Recruiters know the pitfalls of contingent search all too well.
The process feels demoralizing when your fees fall through, and it is challenging to scale a recruitment business with unpredictable revenue forecasts. Not to mention the feeling of being ‘used’ by clients!
But lately, I’ve found that many agencies offering a permanent recruitment service want to operate on a retained basis. So, what’s holding them back?
The answer is that agency recruiters typically don’t have the skills or processes to make retained searches scalable.
So let me explain why it’s high time recruiters practice their retained search skills and how they can venture into this model in the current market.
Why It’s Time to Prioritize Retained Search
One of the biggest reasons I recommend prioritizing retained search is to provide forecastable revenue to your investors.
Developing a robust retained search process leads to higher fee levels and access to more senior hires and opens the opportunity to a larger market share.
Ultimately, this optimizes your current recruitment service and opens new and lucrative avenues.
Recruitment agencies can benefit from retained search in several ways, including:
- Higher productivity, motivation, and team morale with an increase in consultant retention
- More engaging and meaningful relationships with clients through up-skilling and re-education of recruitment consultants
You’d think that developing a retained search model primarily benefits recruitment agencies. But on the contrary, I’ve seen client companies benefit significantly from top-notch retained search skills!
Benefits from the client’s perspective include:
- Higher quality recruitment services
- Reduction in costs and time spent
- Clients don’t get bombarded with agencies banging on the door for jobs during an economic recession
- Clients can secure job seekers who don’t usually engage with agency recruiters
Candidates also benefit from a retained search strategy in two ways:
- Candidates don’t have to chase recruiters for feedback
- They aren’t left feeling unsupported throughout the recruitment process
Now that the benefits of retained search are clear let me share how recruiters can effectively sell and deliver this model to clients.

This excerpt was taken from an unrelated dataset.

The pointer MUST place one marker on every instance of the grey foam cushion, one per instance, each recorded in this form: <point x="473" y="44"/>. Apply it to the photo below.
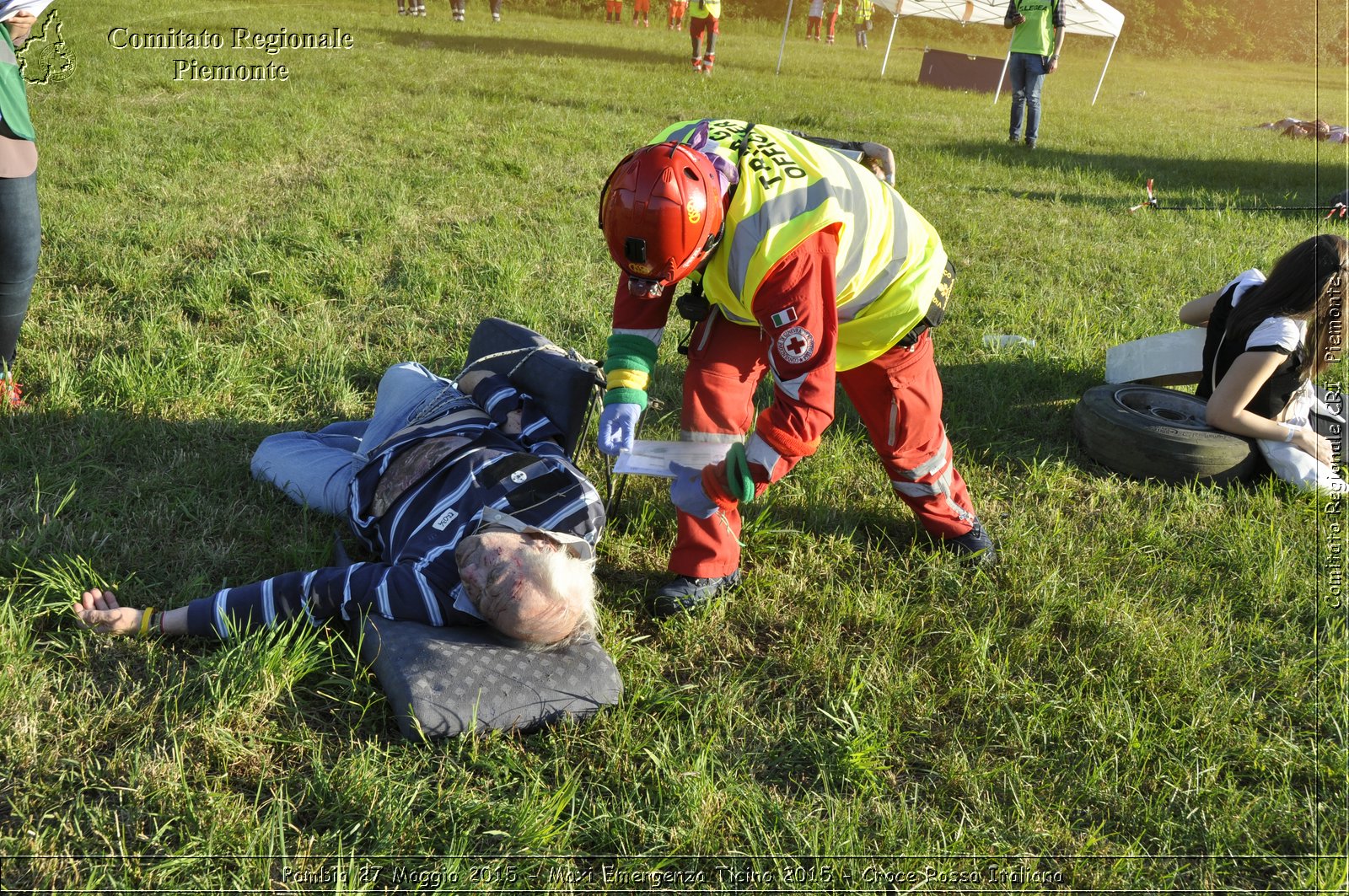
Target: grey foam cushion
<point x="443" y="682"/>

How Recruiters Can Sell & Deliver Retained Search
I sold my first retainer after years of working in contingent. In fact, I fell out of love with recruitment because of the contingent model.
It wasn’t until I learned about retained search, which made me fall in love with recruitment all over again.
I’m evangelistic about helping others make the switch to retained search models. So, I built a simple, step-by-step process teaching contingent recruiters how to sell and deliver retained searches flawlessly!
The best part is it doesn’t matter whether you work in tech, finance, legal, engineering, healthcare, or your experience level.
In recent years I developed the retained search function for one of the world’s biggest recruitment companies–where there were little to no retained search skills or experience.
This company now turns over more than $8 million in retained revenue globally!
One of the teams I trained went from no retained revenue to over half a million in just five months. Another, immediately after the initial training, went on to win their first retained assignment of a $500k basic salary hire, a fee of just over $90,000.
Another client benefited from a consistent increase of 18% of their £3.5m revenues, which is retained business where they had no retained experience.
Making Retained Search Scalable in the Current Market
Once you have a robust retained search sales and delivery process in place, you can then move on to:
- Developing a retained or executive search division within your agency
- Transitioning your existing contingent clients to retained
- Selling other strategic services, such as talent pipelining and insight studies
Most business leaders I have spoken to encourage the use of retained pricing models and often provide training on selling retainers. But a lot of leaders still haven’t implemented this successfully because of one main barrier—lack of experience and knowledge, leading to a lack of confidence.
This barrier permeates a negative opinion of retained search.
I’ve seen recruiters win retained assignments but go on delivering them through a contingent model. Alternatively, they buy into misconceptions such as ‘retained assignments are only for senior hires.’